Now, reviews have not been kind to the movie, and I can understand why. If you've read the book (which you should!), you'll quickly recognize this film as a pale shadow of a great story. Serioulsy, I spent well over 100 beautifully crafted pages working to wrap my brain around Henry's traveling. The movie blurts it out within the first 15 minutes: "I travel through time! I'm from the future!" All of a sudden, it's like George Lucas is writing the screen play. And that ain't good. There were just so many changes--some I can forgive, some I can't. Some necessary, most not. Most seem to be motivated by the need to give the film a bladder-friendly running time. But, come on. If we can get through nearly three hours of Benjamin Button, certainly Time Traveler's Wife deserved another 45 minutes or so.
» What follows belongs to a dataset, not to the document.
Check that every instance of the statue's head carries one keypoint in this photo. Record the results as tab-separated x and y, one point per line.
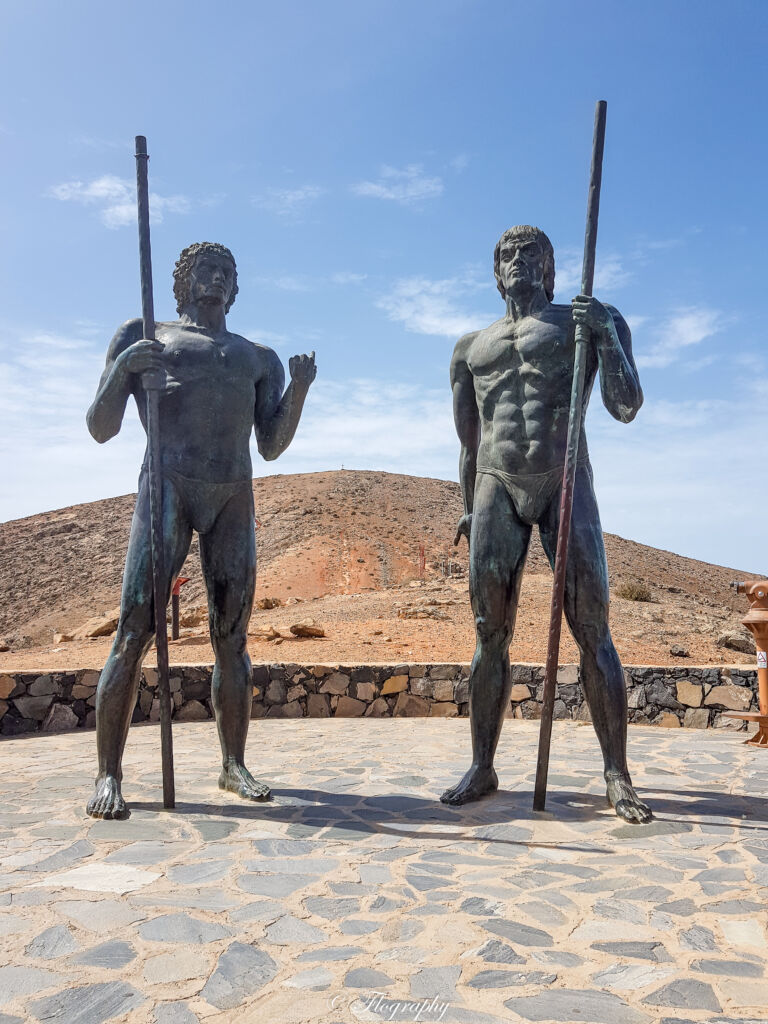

But enough with the griping--here's the positive side. One, it was a lovely excuse to spend an afternoon with a dear friend--a fellow book reader who was quicker to point out the inconsistencies than I was. And if you haven't read the book, it's still a harmless bit of romantic escape. Believe me, there are worse ways to spend an afternoon than watching Eric Bana. More than that, though, there's one aspect of the story that I absolutely embrace: the life-long love between Claire and Henry.

See, Claire has loved Henry since she was a little girl--when he travels back from the future to see her (just go with it...). It makes me think about the fact that God has a mate chosen for each of us--how out there somewhere is a young woman, or even a little girl, who is destined to be the wife of one of my sons. Our lives are crafted beyond our knowledge, our days planned out before our conception. I think about my hubby, too, how very much I love him--how wrapped up I am in his life and he in mine. When I think about who I was growing up, I think I've always loved him, because he is everything that I adore--funny, sweet, honorable, a fan of John Hughes movies. Goodness, wouldn't my life have been simpler if I had simply patiently waited to turn 22 and meet him?

So, if there's a lesson from the movie (NOT the book), it might be this. Take your daughters. Let them know that God has a plan for their lives, and it's a plan worth waiting for. Take your sons (tell them you're gong to GI Joe and distract them with popcorn). Let them know that those girls they see in school are--deep down--little girls waiting for the man they love. There are worse movies. There are worse messages.



    You know...I read the book about 2-3 years ago so I honestly didn't pick up on a ton of the inconsistancies...though I totally agree that it should've been at least 45 min longer! One of my girlfriends who was w/ me had borrowed my copy this week & read it the day & a 1/2 before the movie and she definitely picked up on them immediately & it irritated her way more than me. I was only slightly irritated but was so sucked into the love story I couldn't help but love it & blubber through the entire last 30 minutes or so! I was blubbering for sure...

    It is a must read & I personally will probably end up owning a copy of the movie or will at least watch it on DVD several more times b/c a book that affects me emotionally that well & makes me reconsider the little things in life (like how glad I am that my husband is NOT a time traveler...hehehe)...but truly the relatioship between Claire & Henry & then Henry &, especially w/ Alba affected me hugely. I will watch & rewatch until it doesn't make me cry. Once it stops having that reaction i will have to stop watching it for a long time. :-)

    So...yes, book to movie always losing it's charm and so much content...but, the love story is so beautiful I was completely sucked in... :-)

  2. I always like the book better than the movie, with maybe the exception of the Harry Potter movies. I've never finished watching Gone With the Wind and I've read the book dozens of times. When your children reach their late teens you'll really be hit by that scary realization that they have to find and connect with that one true love who is waiting for them. My daughter has been dating a young man for about six months now and is already picking out baby names. (She's nineteen and still has three years of college left). I just keep praying, God, is this the one? Is it possible to meet your God-given soulmate at 19. My sister did. My mother-in-law did. My parents married when my mother was 16. Yet, I look at my daughter, and I think, you're just a baby . . . . then, I didn't get married until I was 30.

  3. I am sorry to hear that the movie was disappointing. I have been looking forward to it. Oh well, the book is always better anyway.

  4. I don't like movies they never do them as the book is written, and I like to read the book over and over, I also love to hold the book in my hands.


  5. I adored the book and loved the movie! Yes I am a hopeless romantic and yes it was a bit confusing at times. My husband and I saw the movie together and we both left the theater crying...Claire and Henry reminded us both how deep love can be, how challenging it is to hold on during the difficult times and how in spite of those difficult times neither one of us would change a thing.